Hubbie and I spent the rest of the evening watching TV.








Friday, October 19, 2012

Friday, Oct. 19

Up at 6:30 to get ready for water aerobics. Chilly and windy morning that required both fleece wear and a jacket. The pool was nice and warm, though, and twenty-two of us enjoyed the session.

The group was to meet for lunch at 11 a.m. at an Italian restaurant, but I opted to go to the college's convocation events instead.

I left the aerobics session a little earlier than usual, so I would have time to get ready for the event, which was also scheduled for 11 a.m. Hubbie and I dressed in Sunday best for this...he in a suit and tie, and I in a pantsuit.

The convocation began in the fine arts auditiorium, with a processional, led by the bagpipe band. Then the former president of the college gave the address. He was president of the college when I graduated from there, and he is a very good speaker.

Various other dignitaries gave short speeches too, in praise of the new commons center and dining hall, for which this year's convocation is dedicated. The old building burned, when someone set fire to a trash can in the dining hall that spread throughout the building, totally destroying it. It has taken two years to rebuild. But the new building is state of the art, completely paid for by insurance and private donations.

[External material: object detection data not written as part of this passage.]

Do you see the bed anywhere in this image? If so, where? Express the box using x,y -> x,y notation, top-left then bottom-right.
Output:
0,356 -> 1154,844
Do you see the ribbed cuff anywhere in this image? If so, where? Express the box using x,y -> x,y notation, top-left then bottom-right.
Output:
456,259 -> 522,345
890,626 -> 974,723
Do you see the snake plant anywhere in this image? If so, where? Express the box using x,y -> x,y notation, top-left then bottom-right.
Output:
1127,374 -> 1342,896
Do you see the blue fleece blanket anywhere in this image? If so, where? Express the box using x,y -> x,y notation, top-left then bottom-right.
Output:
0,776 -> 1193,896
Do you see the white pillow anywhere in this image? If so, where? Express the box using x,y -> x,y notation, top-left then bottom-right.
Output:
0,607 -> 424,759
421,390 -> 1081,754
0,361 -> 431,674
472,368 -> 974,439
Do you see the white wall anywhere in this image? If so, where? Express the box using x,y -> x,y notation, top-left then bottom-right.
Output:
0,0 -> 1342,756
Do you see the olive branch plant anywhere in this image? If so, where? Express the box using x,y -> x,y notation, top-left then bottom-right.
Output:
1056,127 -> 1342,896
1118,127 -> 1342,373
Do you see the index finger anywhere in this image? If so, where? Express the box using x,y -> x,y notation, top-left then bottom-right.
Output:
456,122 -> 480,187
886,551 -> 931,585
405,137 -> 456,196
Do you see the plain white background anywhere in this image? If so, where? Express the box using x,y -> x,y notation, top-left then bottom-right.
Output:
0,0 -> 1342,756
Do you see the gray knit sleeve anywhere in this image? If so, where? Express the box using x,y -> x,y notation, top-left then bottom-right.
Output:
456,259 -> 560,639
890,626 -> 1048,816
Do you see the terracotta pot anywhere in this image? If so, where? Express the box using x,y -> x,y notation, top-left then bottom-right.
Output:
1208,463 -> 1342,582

Following the speeches, and music performed by the community/college concert chorale, the bagpipe band led us all across campus to the commons center, where a ribbon-cutting ceremony took place.

After the ribbon cutting, we were all invited to enjoy a complimetary lunch in the dining hall. Two rows of buffet serving areas were set up, and kitchen staff served us fried rice, corn/tomato/onion/bell pepper medley, steamed broccoli, cheesy potatoes, and baked turkey breast, carved on the spot. We were on our own to choose desserts. I chose dark chocolate cake, and chocolate soft-serve ice cream. Hubbie chose bread pudding and vanilla soft-serve ice cream. We each had steaming cups of coffee to go with dessert.

Following dessert, we toured the facility.

Funny: before we did that, we visited the bathrooms, where I had difficulty locking my stall door. Had to lift up on the door to get the lock to slide into the receptacle. I reasoned that when I was ready to leave, I could just lift up on the lock to release it. Well, no. No amount of lifting, tugging, or anything else I tried released the lock.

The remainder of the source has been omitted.